I am confident Plymouth71 will do an awesome job. I saw his pickup trucks on another post. They were awesome.

Thank you to Joegri for sponsoring this. Contests are great.

I once won a car from Hadaslot for guessing what was in a picture. I still have that car.

Old Blue


----------



## HadaSlot (Oct 22, 2007)

Hey Old Blue. What was that I sent you? I forgot. Got some resin casts layin around. Way more fun to give away than sell on ebay.:thumbsup:


----------



## old blue (May 4, 2007)

You sent me a red white and blue AFX Javelin. It was just the body and no chassis, but it is still in my collection with a story behind it. I hang on to any car that is given to me. If I buy it then it is my decision whether to keep or trade. 

Are you coming to St. Louis for the slot car show in November? You should consider.


----------



## plymouth71 (Dec 14, 2009)

old blue said:


> I am confident Plymouth71 will do an awesome job. I saw his pickup trucks on another post. They were awesome.
> 
> Old Blue


Thanks, but my talent has been making things look good, this will be my first foray into chassis building.


----------



## plymouth71 (Dec 14, 2009)

Well the package arrived. I just realized I might be in over my head LoL. I don't have any t-jet armatures. I haven't had a chance to look for any gear plates, but will an AFX one fit? I don't have a gear press either.
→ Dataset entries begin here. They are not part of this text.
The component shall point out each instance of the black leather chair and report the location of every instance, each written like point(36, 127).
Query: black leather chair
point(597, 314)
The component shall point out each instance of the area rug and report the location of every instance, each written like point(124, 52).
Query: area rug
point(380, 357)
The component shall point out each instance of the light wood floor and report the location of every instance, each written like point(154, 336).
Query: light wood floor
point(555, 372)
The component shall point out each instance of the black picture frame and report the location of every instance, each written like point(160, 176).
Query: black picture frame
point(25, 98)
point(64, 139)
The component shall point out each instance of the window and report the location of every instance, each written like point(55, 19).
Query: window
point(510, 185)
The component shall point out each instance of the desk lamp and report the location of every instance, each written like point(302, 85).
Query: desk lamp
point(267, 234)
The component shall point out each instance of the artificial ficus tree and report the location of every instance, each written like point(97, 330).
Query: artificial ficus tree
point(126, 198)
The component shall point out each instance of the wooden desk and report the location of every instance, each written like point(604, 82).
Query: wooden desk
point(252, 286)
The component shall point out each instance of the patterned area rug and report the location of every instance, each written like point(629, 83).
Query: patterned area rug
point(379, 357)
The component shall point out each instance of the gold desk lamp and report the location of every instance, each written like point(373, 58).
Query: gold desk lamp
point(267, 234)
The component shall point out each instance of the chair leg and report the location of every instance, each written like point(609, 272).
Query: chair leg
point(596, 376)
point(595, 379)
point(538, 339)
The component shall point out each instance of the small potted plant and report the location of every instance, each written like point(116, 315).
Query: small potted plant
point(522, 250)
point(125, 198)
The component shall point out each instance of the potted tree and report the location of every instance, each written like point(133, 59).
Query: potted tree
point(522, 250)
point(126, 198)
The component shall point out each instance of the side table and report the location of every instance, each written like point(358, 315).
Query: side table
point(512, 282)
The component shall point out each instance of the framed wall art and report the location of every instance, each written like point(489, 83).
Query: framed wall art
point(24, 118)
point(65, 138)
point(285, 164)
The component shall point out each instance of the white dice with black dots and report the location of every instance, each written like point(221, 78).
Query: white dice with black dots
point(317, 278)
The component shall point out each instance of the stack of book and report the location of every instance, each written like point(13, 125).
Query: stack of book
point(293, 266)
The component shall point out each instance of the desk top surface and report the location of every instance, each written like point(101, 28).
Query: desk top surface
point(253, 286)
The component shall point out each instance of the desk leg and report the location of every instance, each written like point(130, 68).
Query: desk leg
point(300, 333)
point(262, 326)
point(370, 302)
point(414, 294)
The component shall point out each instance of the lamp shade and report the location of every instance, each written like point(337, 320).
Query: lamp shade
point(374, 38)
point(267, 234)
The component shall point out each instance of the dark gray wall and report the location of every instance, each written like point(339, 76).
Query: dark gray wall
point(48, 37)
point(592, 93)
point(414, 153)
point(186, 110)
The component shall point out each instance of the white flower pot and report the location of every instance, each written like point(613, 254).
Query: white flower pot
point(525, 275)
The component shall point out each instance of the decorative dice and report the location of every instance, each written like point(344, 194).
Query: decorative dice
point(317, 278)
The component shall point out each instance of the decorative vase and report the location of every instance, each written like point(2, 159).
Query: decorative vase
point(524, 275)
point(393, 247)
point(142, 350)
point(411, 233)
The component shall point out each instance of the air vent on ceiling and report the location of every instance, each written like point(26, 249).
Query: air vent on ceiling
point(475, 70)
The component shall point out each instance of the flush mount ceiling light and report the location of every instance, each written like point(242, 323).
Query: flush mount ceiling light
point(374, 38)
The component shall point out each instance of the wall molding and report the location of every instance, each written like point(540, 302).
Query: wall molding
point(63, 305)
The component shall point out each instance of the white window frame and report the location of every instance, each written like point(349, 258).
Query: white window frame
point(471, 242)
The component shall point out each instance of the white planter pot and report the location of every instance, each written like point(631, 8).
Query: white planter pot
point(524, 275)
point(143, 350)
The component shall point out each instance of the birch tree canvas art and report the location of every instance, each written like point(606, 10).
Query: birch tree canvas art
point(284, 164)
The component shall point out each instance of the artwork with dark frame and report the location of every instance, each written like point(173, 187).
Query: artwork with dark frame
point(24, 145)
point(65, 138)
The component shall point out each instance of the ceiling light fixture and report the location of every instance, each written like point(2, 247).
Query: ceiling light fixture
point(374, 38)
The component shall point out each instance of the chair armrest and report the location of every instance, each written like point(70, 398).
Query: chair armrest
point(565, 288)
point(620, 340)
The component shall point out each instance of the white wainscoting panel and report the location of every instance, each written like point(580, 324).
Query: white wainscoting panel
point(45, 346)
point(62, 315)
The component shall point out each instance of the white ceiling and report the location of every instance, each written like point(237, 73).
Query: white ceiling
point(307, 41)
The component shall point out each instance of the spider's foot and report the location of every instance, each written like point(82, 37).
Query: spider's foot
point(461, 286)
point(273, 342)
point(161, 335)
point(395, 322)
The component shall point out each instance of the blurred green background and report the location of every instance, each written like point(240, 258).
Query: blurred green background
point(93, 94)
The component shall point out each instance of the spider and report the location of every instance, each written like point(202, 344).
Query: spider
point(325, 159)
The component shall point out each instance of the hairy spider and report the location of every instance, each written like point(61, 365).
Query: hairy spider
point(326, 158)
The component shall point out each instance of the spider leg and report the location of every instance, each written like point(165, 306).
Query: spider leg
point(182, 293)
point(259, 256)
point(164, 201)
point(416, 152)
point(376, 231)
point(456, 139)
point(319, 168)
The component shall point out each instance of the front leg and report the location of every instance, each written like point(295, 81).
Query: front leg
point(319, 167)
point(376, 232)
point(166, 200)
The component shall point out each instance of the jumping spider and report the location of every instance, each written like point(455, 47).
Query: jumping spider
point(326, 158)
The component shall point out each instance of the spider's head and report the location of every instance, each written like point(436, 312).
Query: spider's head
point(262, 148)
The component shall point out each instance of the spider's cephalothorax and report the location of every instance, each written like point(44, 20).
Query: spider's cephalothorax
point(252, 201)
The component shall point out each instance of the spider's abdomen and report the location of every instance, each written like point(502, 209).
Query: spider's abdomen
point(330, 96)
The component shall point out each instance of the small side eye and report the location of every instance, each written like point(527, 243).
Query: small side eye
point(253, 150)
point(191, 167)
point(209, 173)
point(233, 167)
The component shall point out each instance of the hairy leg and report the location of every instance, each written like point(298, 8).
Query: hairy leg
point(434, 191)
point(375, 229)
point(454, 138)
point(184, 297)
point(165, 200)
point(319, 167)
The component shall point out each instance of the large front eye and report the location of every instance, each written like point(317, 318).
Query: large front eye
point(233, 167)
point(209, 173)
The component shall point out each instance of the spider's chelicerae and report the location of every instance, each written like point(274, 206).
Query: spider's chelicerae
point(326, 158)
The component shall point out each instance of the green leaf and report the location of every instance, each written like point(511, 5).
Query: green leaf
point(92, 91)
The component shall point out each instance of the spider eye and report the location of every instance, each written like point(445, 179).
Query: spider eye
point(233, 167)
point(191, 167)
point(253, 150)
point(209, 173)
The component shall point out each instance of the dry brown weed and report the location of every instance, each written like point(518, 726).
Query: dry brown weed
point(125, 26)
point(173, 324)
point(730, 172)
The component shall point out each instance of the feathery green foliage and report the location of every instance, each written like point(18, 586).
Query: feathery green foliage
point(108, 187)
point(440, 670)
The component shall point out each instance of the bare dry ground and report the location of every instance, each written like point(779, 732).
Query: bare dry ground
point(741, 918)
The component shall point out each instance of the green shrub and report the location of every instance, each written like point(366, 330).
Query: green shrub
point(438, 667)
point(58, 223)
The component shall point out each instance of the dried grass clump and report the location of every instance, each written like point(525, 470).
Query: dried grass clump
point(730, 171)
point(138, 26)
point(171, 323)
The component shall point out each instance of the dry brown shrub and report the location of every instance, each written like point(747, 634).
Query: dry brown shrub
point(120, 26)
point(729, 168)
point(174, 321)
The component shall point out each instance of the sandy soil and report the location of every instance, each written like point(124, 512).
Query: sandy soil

I think I will follow this build...

http://www.riggenho.com/example1.htm


----------



## joegri (Feb 13, 2008)

*package!!*

wow glad it got to you plymouth! yes an afx gearplate will fit fine. also google hardincreek slotcars and look up doug morris builds. there you will find a very good step by step how to build that chassis. good luck to you and keep us posted along the way. should you get jammed up there is lots of help here to get you going again!


----------